Tracking: I was told by someone at Necky that the 17 has the strongest tracking of the Chatham family, including the 18. It’s pretty tight steering. Good cockpit fit is essential in this boat because you’ll find yourself using a lot of hip for turning. It’s relatively easy to make gentle micro-corrections while paddling. Folks coming from loose-steering boats or who rely extensively on rudders will need to take some time to get comfortable on this front. Because of the solid tracking, I find that I use the skeg very little. At the end of the day, I’d be willing to sacrifice some of the Chatham 17’s tracking for a boat that’s a little more responsive/has a more delicate feel.

Stability: Very strong primary stability, especially given the narrow beam. Secondary is very good. I’ve had beginner paddlers in this boat and they’ve felt completely at ease in it. Plenty of stability for doing things like popping your skirt to grab something below deck, taking a photo, etc. The boat it feels lively edge to edge, it’s fun, yet it’s predictable and controllable.

Surfing: This boat is easily fast enough for catching swells. And the boat surfs well…it’s a blast. But if surfing is your focus, consider the Chatham 16 instead. The additional rocker will make carving way more dynamic.

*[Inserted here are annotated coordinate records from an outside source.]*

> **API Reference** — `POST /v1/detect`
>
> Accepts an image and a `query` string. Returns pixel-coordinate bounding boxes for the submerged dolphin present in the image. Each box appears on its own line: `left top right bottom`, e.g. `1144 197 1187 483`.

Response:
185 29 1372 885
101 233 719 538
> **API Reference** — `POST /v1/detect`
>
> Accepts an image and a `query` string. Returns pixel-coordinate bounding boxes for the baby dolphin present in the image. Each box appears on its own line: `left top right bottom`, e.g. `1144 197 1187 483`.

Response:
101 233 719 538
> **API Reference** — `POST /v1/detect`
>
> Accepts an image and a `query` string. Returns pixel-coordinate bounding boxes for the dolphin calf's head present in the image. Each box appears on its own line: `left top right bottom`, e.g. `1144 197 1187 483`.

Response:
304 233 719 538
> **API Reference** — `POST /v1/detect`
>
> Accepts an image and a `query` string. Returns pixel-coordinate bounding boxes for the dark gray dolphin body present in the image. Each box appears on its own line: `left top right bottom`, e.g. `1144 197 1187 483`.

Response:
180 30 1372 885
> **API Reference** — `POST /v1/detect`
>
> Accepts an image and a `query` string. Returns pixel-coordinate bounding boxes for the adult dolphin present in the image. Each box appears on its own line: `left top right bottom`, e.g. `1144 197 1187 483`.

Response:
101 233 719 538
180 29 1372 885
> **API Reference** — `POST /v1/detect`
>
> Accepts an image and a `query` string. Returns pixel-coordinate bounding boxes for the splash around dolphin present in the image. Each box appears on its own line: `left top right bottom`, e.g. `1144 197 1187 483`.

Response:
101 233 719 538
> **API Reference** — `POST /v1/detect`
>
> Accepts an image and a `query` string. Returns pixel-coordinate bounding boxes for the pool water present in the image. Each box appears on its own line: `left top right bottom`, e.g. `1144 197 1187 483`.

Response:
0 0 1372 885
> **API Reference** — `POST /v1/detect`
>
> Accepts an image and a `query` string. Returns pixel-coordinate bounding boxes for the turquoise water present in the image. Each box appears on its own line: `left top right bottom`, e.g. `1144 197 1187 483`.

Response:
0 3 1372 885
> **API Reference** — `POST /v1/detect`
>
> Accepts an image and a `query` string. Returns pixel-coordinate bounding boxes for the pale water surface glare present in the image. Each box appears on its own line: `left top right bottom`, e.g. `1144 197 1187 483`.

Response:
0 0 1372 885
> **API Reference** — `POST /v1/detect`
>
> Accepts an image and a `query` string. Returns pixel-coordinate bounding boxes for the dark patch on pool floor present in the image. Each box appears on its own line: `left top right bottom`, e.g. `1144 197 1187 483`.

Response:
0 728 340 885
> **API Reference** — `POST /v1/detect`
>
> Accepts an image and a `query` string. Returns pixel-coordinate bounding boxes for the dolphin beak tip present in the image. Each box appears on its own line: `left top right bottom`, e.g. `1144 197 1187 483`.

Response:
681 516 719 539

Rolling: It can’t get much easier than rolling a Chatham 17. The low stern deck makes it easy to lie back, and the boat comes around quickly. This is a British-inspired design, meaning that it roughly approximates Greenlandic designs, most of which are stellar rollers.

Ride and weathercocking: Weathercocking is *very* minimal and well within any reasonable paddler’s tolerance…in the wind, this boat’s low profile is a tremendous asset. The bow had good volume for resurfacing, and generally stays above the waves. The deck doesn’t throw up spray in most cases and it sheds water quickly. All in all, a dry ride. It’s smooth in chop—rather than smacking down, it settles into the troughs. The 17 is a predictable performer. I’d describe everything as a bit dampened (bear with me here…) no movement is sudden or snappy—the secondary stability as you brace is pretty constant, turning describes a gradual arc, the boat gets up to speed in a few moments and once there, will glide well. There are no sudden surprises. In my opinion, this makes the boat a clear favorite in rough water—you simply know what it’s going to do. It’s very solid in confused water. Yet predictable doesn’t mean boring. With proper outfitting, the fit is snug and you feel connected to the boat and the water.

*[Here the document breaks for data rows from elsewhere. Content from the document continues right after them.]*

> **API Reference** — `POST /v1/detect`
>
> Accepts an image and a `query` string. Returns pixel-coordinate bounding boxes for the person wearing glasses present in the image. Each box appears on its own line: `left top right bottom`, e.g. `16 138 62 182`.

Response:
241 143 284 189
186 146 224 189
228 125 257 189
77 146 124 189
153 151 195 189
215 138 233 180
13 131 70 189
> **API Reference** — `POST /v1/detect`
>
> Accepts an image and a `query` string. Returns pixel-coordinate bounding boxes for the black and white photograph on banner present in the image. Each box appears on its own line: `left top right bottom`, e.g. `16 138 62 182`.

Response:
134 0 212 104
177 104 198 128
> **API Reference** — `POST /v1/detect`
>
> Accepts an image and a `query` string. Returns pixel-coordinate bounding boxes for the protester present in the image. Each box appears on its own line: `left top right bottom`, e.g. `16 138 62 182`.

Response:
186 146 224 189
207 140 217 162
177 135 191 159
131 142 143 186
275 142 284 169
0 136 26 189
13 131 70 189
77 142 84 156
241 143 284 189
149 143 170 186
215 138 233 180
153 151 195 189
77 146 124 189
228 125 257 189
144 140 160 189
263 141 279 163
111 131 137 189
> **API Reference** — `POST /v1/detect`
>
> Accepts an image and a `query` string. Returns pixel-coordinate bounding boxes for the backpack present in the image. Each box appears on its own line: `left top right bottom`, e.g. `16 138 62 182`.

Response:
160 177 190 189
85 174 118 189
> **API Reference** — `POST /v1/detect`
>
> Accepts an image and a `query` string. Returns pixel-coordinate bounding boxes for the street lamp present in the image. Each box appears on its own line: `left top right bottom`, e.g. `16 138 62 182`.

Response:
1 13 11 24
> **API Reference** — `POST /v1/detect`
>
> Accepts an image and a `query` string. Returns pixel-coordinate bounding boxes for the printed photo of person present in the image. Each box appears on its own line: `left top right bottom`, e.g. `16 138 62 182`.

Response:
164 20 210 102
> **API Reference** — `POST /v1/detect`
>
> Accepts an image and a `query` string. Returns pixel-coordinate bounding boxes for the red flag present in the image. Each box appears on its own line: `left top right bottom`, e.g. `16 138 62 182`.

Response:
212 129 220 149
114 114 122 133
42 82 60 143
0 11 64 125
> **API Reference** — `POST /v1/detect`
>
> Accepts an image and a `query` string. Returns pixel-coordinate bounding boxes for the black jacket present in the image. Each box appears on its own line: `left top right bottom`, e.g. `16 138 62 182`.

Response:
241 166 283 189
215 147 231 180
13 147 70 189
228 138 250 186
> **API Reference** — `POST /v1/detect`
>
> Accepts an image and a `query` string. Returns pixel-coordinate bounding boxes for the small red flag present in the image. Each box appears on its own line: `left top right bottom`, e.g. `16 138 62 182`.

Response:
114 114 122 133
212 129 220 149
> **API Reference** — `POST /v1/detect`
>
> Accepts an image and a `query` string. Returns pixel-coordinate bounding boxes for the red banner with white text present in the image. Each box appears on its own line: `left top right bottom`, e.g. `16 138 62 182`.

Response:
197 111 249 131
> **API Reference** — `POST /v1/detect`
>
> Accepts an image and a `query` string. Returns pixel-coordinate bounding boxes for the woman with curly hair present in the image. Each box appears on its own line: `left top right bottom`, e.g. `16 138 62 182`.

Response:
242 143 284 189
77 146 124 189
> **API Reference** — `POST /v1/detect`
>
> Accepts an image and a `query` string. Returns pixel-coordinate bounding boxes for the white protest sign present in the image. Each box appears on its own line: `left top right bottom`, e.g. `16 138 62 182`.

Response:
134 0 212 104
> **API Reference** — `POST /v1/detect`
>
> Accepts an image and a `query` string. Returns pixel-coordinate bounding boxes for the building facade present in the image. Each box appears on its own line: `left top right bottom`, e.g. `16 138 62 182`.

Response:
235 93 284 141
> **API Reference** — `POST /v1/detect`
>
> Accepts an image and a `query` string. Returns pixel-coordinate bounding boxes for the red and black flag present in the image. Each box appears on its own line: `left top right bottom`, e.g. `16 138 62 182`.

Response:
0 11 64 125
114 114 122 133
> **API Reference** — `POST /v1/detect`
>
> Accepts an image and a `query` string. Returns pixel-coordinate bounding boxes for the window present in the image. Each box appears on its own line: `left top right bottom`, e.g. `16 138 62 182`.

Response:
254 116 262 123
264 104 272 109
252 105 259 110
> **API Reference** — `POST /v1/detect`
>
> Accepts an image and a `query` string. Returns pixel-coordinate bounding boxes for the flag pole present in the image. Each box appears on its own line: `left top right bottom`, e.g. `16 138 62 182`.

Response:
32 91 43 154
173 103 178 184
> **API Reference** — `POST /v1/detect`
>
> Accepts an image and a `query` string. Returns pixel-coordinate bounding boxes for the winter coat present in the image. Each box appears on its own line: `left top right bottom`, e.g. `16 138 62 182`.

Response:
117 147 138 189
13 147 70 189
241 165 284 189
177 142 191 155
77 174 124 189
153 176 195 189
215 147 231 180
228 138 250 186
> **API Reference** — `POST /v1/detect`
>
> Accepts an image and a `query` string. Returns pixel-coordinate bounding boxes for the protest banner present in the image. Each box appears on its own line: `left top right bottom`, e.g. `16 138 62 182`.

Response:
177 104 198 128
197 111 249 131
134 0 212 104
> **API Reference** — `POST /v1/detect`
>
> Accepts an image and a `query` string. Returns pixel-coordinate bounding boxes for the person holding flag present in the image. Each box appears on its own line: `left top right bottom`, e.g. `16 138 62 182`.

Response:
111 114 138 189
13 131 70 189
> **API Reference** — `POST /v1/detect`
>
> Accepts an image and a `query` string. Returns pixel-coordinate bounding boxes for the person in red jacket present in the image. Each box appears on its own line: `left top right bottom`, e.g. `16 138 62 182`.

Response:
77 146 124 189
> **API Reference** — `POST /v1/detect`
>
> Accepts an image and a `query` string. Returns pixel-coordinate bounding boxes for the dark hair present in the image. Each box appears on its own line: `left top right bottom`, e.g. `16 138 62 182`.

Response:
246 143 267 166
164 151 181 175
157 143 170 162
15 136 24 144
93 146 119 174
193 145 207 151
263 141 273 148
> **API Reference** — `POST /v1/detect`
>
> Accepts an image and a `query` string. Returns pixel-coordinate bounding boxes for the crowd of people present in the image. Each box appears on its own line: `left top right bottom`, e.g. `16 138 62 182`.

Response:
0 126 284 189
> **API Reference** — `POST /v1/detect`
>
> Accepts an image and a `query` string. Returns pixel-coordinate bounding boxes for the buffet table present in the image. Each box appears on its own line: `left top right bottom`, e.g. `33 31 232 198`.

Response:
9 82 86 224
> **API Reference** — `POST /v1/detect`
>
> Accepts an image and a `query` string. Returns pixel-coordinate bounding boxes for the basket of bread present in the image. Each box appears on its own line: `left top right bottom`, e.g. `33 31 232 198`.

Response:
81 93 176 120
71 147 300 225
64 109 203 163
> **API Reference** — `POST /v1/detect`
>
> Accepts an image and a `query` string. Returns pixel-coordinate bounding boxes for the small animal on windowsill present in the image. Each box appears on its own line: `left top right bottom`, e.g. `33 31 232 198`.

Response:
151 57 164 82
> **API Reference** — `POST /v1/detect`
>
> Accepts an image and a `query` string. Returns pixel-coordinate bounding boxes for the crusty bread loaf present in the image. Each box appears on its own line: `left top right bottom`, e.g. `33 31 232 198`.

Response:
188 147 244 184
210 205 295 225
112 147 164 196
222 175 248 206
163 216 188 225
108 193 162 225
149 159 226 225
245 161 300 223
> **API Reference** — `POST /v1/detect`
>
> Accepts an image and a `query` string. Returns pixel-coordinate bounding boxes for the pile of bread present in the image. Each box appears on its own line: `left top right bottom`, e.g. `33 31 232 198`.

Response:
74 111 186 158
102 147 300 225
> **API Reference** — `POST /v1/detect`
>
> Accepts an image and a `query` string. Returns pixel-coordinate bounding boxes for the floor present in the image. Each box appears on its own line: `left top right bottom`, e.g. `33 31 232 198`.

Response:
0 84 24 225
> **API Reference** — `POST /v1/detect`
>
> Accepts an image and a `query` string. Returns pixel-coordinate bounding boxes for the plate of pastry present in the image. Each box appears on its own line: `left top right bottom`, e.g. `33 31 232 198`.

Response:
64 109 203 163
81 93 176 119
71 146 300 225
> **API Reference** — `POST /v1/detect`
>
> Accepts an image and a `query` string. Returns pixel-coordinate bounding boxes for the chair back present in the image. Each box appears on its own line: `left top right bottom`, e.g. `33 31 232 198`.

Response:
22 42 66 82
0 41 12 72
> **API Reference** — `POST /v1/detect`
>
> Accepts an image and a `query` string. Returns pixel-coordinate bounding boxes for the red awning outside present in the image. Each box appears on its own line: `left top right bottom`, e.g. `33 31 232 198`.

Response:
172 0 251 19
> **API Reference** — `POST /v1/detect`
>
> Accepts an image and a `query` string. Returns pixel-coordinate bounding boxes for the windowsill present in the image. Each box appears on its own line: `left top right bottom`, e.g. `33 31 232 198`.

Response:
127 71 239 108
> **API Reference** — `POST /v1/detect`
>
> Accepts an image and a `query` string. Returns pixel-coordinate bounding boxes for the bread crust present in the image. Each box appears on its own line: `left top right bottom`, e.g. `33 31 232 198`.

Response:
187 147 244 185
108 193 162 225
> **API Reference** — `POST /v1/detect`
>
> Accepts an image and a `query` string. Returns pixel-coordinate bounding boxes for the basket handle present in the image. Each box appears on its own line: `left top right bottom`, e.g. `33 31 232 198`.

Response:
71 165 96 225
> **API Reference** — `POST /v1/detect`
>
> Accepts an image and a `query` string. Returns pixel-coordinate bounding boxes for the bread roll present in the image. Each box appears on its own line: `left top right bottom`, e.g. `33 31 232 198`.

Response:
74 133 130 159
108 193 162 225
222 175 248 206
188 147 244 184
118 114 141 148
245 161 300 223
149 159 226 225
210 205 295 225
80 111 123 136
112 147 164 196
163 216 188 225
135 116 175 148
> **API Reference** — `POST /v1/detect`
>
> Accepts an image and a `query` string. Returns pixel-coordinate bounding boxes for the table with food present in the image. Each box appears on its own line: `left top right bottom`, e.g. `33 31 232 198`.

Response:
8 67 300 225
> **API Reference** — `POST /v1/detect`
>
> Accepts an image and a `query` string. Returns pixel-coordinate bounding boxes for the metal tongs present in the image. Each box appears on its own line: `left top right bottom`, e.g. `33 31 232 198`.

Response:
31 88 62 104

Fit/finish: Necky is known for their quality construction, and this boat certainly adheres to high quality standards. I had a small problem with the skeg, and Necky’s customer service was top notch about resolving it. I happen to like the looks and I think the deck layout is functional. The dayhatch is handy. Hatches are watertight and the compartments stay dry. I wish there was a bit of space behind the seat to store a camelback.

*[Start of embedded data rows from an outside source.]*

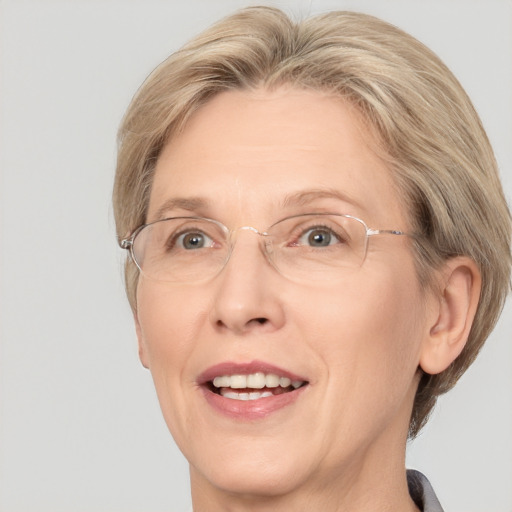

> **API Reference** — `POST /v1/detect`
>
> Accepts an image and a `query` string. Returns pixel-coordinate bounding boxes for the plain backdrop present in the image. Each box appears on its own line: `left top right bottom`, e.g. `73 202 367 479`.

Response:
0 0 512 512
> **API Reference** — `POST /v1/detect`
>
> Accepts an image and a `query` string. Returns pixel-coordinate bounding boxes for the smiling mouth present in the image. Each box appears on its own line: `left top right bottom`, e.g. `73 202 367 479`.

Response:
207 372 308 401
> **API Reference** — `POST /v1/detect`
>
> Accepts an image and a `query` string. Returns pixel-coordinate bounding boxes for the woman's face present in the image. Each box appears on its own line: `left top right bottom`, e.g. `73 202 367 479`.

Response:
136 88 429 495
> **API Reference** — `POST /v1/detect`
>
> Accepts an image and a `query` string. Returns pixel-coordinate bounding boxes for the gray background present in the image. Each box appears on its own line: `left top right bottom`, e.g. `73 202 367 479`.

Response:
0 0 512 512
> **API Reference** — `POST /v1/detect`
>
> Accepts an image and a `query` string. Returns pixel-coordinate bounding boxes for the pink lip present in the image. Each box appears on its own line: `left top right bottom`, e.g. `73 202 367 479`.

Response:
198 361 308 421
197 361 307 384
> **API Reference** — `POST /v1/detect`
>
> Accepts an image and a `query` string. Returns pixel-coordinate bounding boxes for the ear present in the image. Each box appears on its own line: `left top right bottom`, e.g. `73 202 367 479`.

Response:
133 311 149 368
420 256 482 375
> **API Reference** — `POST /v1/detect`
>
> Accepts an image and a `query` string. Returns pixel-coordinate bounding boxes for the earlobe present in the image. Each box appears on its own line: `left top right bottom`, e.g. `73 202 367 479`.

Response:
420 256 482 375
133 312 149 368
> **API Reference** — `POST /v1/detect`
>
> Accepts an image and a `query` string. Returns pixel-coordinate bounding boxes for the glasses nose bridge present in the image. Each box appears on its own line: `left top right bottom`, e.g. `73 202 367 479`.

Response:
225 226 270 265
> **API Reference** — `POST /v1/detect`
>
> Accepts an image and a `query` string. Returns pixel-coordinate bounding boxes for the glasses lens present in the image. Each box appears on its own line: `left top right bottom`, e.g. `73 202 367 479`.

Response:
133 217 229 282
268 214 366 280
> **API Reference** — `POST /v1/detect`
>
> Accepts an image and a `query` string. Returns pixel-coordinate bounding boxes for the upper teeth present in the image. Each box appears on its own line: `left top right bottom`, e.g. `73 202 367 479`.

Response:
213 372 303 389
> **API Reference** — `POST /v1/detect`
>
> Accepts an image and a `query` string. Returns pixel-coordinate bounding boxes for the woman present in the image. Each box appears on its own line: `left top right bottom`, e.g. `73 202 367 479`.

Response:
114 8 511 512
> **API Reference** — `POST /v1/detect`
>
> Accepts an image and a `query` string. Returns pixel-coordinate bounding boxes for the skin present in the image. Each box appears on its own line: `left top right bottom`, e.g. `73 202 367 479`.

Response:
135 88 478 512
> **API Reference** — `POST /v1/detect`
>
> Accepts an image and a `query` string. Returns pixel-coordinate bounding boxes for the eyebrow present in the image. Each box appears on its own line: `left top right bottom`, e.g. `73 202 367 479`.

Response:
155 197 210 220
155 188 364 220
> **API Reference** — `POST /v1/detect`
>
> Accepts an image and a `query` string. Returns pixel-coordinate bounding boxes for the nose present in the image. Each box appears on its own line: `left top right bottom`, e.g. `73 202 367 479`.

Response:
211 230 285 335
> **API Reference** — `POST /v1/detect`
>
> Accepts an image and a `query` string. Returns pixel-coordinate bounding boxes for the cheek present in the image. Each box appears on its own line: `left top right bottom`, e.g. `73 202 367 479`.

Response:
298 269 424 411
137 279 206 424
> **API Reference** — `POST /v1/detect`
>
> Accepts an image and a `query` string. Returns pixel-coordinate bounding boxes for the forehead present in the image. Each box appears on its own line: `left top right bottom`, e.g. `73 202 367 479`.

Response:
149 88 402 227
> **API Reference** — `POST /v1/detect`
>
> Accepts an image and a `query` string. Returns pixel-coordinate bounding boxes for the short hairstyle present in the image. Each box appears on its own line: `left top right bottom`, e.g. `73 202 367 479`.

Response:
113 7 512 437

Cockpit and seat: The large cockpit is comfortable and secure. Necky’s thigh hooks are fully adjustable and give excellent support during rolling and bracing. Necky’s ’06 seat is the best non-custom seat I’ve used…it alleviates nearly all the lower back and leg pain I’ve experienced with other commercial seats. The ratcheting backband is incredibly comfortable and supportive, but doesn’t hinder rolling. There is a problem with the ratchets rusting up, but Necky has since engineered a replacement part. The hip pads are somewhat ridiculous—I ended up throwing them away and getting an aftermarket product. I have a 34” waist the pads that came with boat gave me a loose, sloppy fit. There’s plenty of room for my size 11 1/2 feet.

Final word: This boat is a great all-arounder. I’d recommend this boat to anyone looking for an RM day-tripper that excels in a wide variety of conditions. Consider the Chatham if you’re looking for an all-in-one day-tripper, rough-water boat, and occasional weekender. The Chatham truly shines in chop and rough stuff, tracks incredibly well, and had acceptable speed. There isn’t a ton of volume for packing a lot of gear, but it’s adequate for go-light camping. And in exchange for that lack of volume, you gain better performance and better feel. If I could change anything, it’d be to loosen up the steering a bit. I give it an 8 out of 10, which I consider high marks.